In a world increasingly connected not just by trade in goods but also by the exchange of violence, information, viruses, and emissions, the importance of social preferences [such as a concern for the well-being of others and for fair procedures] in underwriting human cooperation, even survival, may now be greater...
- Samuel Bowles and Herbert Gintis, A Cooperative Species: Human Reciprocity and It's Evolution

Although relentless competitive natural selection is widely assumed to be the primary mover of evolutionary change, life more generally works on the basis of cooperation.
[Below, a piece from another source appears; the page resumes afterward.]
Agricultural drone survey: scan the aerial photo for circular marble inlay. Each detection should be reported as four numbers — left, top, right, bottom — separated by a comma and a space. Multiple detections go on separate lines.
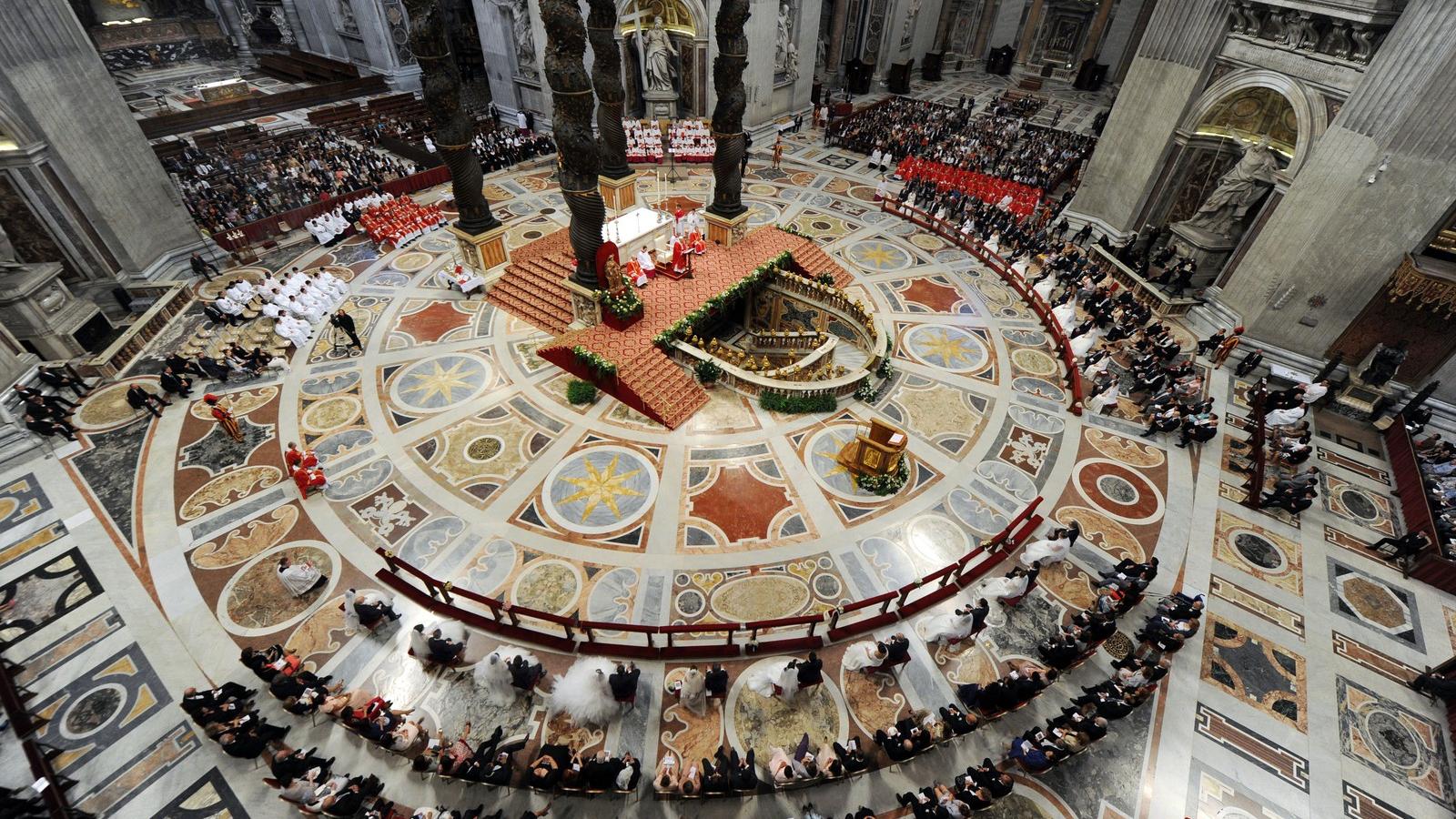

The focus on competition and cooperation is largely an artifact of the compression of time ― a distortion that dissolves when the nature and origins of adapted life are viewed primarily from developmental and evolutionary time scales.
- Kenneth Weiss and Anne Buchanan, The Mermaid's Tale

John Maynard Smith and Eörs Szathmáry in "The Major Transitions in Evolution" wrote that the inculcation of proper behavior is often achieved by ritual and myth. (272) So that "throughout their lives, in speech, story, and song, all people sing the same tune" (Plato, Laws). To see an example of this, John Miller in his book, "A Crude Look at the Whole" writes that on the island of Bali, the need for coordinated cropping by farmers opened up "a niche for an elaborate religious institution with various shrines and temples tied to the irrigation systems." Balinese rice farming is an example of system wide cooperation leading to centuries of sustainable agriculture.